Methods: Acemannan, a polysaccharide extracted from Aloe vera gel, were constructed into a sponge scaffold by chemical-crosslinked method. Adipic acid and CDI were employed as a crosslinker and a coupling agent, respectively. The three dimensional porous structure was created by the salt leaching method. The porous sponge was obtained after freeze-dried. The degree of cross-linking and surface morphology were examined by quantitative infrared spectroscopy and scanning electron microscope, respectively. The swelling rate and in vitro degradation were determined by the ratio of weight changes. For biocompatibility test, the specimens were seeded with osteoprogenitor cell line ST2. After 3 days of incubation, the cell viability was examined by biochemical assay of Presto BlueTM. To investigate cell attachment to scaffold construction, immunofluoresences and confocal microscopy were used.

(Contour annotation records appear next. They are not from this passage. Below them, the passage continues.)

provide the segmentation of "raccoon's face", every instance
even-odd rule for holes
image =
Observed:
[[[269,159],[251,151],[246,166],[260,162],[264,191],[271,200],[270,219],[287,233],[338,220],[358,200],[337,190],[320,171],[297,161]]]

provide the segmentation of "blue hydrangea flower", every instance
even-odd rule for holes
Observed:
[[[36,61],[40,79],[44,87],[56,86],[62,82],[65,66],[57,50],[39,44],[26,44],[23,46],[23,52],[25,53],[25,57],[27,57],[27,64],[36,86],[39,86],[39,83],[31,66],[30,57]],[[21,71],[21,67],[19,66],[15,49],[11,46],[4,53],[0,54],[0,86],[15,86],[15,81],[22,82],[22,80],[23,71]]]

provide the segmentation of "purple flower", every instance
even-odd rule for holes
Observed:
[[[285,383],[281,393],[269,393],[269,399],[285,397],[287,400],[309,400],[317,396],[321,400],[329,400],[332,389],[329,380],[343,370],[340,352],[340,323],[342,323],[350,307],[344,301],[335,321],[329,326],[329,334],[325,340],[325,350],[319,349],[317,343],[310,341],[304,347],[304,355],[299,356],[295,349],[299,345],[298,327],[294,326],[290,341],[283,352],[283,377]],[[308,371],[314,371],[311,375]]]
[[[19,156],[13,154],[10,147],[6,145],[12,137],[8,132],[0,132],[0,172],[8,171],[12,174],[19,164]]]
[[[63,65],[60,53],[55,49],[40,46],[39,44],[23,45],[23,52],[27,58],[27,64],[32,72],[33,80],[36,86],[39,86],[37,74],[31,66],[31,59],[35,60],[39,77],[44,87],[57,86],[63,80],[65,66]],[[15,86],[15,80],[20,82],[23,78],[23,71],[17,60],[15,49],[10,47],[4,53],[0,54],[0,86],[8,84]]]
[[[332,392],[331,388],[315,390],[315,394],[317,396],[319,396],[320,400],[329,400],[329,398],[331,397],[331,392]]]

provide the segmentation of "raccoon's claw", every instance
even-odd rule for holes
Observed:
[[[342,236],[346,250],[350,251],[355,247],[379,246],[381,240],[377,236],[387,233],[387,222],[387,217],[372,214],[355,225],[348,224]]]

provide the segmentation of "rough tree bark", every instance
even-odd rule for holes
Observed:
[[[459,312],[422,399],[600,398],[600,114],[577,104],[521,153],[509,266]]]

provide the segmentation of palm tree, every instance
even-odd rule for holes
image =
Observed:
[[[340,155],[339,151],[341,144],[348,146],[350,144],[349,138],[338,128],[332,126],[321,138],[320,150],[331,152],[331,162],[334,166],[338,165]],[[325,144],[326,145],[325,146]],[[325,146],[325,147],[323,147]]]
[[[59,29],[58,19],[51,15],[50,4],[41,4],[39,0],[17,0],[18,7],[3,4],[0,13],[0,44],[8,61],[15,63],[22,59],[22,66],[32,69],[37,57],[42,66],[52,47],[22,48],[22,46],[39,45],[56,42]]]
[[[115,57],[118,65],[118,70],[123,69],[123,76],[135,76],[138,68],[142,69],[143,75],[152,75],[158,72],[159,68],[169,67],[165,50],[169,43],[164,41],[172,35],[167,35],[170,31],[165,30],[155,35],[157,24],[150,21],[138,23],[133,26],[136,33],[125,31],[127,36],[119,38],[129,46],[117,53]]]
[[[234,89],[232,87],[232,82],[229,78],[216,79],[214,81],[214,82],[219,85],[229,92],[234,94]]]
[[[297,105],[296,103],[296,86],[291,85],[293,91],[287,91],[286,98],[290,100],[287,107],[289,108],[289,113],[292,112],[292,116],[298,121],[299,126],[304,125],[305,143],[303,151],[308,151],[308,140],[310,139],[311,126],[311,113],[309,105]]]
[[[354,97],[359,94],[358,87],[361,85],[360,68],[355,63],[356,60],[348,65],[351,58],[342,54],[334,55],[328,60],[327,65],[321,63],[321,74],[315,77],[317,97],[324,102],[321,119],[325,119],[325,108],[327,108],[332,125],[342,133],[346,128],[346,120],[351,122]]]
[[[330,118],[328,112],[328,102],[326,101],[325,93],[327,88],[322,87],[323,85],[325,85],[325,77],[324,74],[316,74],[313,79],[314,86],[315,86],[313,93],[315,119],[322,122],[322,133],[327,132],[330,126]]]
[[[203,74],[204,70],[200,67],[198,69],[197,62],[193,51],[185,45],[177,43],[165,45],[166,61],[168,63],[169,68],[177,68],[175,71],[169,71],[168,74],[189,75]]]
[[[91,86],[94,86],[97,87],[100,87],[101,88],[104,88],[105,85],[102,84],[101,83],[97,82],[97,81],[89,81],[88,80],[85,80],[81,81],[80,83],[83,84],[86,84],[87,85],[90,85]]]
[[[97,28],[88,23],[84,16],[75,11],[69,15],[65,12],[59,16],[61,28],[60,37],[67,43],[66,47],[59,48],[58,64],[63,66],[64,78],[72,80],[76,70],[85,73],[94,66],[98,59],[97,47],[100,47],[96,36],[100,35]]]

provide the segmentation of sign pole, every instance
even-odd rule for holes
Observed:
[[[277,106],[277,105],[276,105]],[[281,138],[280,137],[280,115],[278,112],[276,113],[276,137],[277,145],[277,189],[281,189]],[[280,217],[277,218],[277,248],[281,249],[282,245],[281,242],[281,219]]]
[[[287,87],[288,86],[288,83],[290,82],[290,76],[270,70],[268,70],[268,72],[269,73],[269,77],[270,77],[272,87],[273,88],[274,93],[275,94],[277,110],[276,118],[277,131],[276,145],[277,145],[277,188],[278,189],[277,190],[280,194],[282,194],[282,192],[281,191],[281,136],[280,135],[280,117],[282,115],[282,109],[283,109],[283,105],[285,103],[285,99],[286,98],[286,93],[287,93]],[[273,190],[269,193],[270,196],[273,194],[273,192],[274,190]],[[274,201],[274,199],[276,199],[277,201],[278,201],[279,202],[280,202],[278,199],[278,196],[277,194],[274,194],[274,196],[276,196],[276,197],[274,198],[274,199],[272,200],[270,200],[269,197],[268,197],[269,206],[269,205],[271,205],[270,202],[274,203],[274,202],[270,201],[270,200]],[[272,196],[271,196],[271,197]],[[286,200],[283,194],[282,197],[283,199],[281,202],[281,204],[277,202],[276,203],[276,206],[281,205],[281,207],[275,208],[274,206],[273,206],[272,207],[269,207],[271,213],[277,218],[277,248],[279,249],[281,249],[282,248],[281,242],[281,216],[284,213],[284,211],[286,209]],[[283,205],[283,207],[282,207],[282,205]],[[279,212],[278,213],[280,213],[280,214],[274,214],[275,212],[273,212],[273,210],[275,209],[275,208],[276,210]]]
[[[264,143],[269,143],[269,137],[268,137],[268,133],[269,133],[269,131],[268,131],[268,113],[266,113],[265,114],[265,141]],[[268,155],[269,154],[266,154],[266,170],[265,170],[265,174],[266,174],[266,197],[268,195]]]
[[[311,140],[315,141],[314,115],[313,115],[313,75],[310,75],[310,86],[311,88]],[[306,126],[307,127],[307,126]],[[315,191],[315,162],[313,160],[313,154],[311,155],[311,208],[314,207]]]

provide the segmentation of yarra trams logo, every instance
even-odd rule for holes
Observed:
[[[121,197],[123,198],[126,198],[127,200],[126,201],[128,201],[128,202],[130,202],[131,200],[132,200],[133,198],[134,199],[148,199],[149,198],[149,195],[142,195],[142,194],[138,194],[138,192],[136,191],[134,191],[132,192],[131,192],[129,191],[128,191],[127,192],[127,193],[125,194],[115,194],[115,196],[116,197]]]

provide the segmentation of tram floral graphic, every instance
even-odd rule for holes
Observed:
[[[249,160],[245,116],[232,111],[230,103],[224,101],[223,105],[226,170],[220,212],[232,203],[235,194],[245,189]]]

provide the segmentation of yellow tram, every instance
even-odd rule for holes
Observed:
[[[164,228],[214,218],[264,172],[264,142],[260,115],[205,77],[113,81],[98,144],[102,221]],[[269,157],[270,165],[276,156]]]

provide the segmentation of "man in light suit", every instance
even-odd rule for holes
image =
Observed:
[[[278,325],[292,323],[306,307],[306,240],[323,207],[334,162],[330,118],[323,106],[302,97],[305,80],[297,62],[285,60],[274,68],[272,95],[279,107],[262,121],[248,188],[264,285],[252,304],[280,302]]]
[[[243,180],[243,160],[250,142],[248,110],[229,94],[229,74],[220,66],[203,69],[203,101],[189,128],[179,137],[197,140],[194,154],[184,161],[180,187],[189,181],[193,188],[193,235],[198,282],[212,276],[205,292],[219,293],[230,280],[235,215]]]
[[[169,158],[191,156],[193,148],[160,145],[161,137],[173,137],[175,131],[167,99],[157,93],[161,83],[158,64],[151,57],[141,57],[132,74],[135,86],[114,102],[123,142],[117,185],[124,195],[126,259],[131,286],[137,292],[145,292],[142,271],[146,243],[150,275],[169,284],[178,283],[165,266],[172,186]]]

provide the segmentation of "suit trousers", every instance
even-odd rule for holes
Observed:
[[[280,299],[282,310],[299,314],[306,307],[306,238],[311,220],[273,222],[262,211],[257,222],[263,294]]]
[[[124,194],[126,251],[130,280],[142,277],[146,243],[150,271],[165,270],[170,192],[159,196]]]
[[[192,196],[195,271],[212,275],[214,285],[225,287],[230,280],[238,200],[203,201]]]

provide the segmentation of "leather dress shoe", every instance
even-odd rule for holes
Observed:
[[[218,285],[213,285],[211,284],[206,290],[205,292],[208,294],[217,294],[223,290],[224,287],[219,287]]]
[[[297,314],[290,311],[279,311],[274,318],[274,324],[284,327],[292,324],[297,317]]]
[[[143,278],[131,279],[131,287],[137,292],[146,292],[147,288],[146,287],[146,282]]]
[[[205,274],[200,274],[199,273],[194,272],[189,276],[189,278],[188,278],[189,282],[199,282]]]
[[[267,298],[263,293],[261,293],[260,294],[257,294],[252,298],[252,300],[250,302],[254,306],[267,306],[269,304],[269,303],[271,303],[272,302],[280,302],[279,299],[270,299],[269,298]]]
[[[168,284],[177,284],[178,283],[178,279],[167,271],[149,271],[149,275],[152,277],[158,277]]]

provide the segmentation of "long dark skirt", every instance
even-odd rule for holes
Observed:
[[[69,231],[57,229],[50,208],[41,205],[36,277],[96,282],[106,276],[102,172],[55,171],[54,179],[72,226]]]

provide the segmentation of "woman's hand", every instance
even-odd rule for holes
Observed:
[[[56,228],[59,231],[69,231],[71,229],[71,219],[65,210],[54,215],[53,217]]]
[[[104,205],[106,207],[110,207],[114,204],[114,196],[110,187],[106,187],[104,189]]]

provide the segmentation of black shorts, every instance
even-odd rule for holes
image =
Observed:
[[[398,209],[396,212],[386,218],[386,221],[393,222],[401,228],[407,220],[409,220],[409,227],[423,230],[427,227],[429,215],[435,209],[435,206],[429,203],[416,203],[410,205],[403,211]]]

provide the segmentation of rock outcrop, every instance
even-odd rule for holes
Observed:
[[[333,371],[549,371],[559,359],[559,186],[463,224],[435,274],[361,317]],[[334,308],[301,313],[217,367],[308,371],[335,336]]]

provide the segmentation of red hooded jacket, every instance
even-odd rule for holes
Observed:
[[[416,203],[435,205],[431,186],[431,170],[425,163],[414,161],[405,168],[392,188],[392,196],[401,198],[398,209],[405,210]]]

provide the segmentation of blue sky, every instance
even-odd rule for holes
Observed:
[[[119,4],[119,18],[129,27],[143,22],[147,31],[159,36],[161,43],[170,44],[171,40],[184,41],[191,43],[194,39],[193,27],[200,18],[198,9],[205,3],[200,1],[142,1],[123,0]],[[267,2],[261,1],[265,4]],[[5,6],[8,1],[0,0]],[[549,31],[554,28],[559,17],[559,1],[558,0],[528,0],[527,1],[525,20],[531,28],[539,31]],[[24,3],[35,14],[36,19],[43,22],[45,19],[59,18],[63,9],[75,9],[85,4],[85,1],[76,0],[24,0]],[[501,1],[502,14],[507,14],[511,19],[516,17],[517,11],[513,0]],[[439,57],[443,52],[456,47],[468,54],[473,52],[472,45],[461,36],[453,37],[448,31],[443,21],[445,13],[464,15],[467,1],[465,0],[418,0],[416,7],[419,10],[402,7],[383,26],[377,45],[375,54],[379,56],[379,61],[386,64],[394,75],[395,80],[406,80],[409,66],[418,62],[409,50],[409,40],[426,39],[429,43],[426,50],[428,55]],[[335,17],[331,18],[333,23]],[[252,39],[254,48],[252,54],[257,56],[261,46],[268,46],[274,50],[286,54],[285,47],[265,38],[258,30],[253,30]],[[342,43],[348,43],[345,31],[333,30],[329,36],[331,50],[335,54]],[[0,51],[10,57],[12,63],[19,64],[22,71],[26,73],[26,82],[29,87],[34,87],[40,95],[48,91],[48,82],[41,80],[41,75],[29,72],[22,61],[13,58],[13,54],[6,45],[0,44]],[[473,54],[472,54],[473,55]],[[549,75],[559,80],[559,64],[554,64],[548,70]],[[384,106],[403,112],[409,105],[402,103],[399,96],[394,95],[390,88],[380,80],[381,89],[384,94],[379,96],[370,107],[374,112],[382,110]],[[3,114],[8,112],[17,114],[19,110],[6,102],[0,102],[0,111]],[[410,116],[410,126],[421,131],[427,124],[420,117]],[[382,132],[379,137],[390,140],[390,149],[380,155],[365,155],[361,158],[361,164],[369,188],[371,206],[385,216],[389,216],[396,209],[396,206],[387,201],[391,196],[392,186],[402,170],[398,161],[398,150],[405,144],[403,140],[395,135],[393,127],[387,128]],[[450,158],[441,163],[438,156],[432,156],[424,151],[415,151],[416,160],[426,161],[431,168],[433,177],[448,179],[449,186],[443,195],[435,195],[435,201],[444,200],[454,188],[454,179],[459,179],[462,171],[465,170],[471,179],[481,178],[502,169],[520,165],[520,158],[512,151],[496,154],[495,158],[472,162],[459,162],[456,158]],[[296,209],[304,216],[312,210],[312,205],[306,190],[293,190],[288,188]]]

Results: The amounts of adipic acid significantly affected on the degree of crosslinked, the swelling rate and in vitro degradation. The biochemical assay and confocal microscope demonstrated that acemannan sponges exhibited well biocompatibility to ST2 cell.
Conclusions: The data suggest that adipic acid could be used as crosslinker for acemannan sponges. This acemannan sponge is biocompatibility to ST2 cell at 72 hours.